Kicking Bigly: SLM (Small Language Model) TinyLlama 1.1b Edge Performance on Modest Hardware
SLM Series: 001 - TinyLlama 1.1b Edge Performance on Modest Hardware

SLM - Small Language Model. These are great for small tasks, like local chat bots and when you don't need the expertise of accurate coding, scripting and or difficult tasks. The beauty is they are so small they theoretically could run on a small Raspberry Pi.
- Imagine having virtual comments to your dead blog. Making it create interactive virtual personas. It was well known that in the fledging days of facebook, they used virtual people
Installing is as:
# Install PyTorch (example for CUDA 12.1)
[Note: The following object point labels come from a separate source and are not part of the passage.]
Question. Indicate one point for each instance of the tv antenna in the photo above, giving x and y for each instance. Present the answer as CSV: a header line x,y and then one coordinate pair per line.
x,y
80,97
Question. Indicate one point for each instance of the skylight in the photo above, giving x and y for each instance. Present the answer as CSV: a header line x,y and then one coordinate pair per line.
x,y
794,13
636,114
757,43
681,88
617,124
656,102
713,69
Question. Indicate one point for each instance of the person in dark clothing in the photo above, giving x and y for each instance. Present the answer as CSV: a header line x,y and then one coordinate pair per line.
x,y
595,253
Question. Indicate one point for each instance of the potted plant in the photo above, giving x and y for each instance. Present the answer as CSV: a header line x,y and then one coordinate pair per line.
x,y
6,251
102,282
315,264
# Check the PyTorch website for the appropriate command for your system
pip install torch torchvision torchaudio --index-url https://download.pytorch.org/whl/cu121
# Install the transformers library from Hugging Face
pip install transformers
# (Optional) For faster downloads, install hf_transfer
pip install hf_transfer
Or alternately in your local python dev:
python3 -m pip install torch torchvision torchaudio --index-url https://download.pytorch.org/whl/cu121
python3 -m pip install transformers
python3 -m pip install hf_transfer
This installs a LOT of drivers, taking about 15 minutes to pull everything and set it all up.
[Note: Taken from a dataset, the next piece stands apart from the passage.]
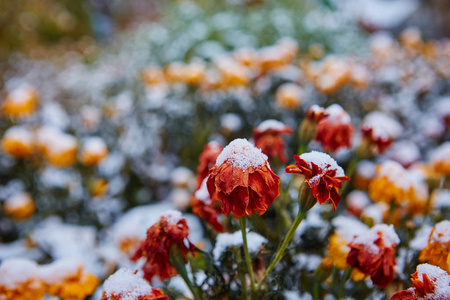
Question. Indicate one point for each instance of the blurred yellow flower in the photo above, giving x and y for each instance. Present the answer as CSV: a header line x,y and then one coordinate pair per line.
x,y
20,103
The testing code is as follows:
# Required imports
import torch
from transformers import pipeline
# Load the text generation pipeline with the TinyLlama model
# Specify bfloat16 for efficiency and auto device mapping for GPU/CPU handling
pipe = pipeline("text-generation", model="TinyLlama/TinyLlama-1.1B-Chat-v1.0", torch_dtype=torch.bfloat16, device_map="auto")
# Define a sample conversation using the chat template format
messages = [
{
"role": "system",
"content": "You are a friendly chatbot who always responds in the style of a pirate.",
},
{
"role": "user",
"content": "How many helicopters can a human eat in one sitting?",
},
]
# Apply the tokenizer's chat template to format the prompt
prompt = pipe.tokenizer.apply_chat_template(messages, tokenize=False, add_generation_prompt=True)
# Generate text with specified parameters for controlled output
outputs = pipe(prompt, max_new_tokens=256, do_sample=True, temperature=0.7, top_k=50, top_p=0.95)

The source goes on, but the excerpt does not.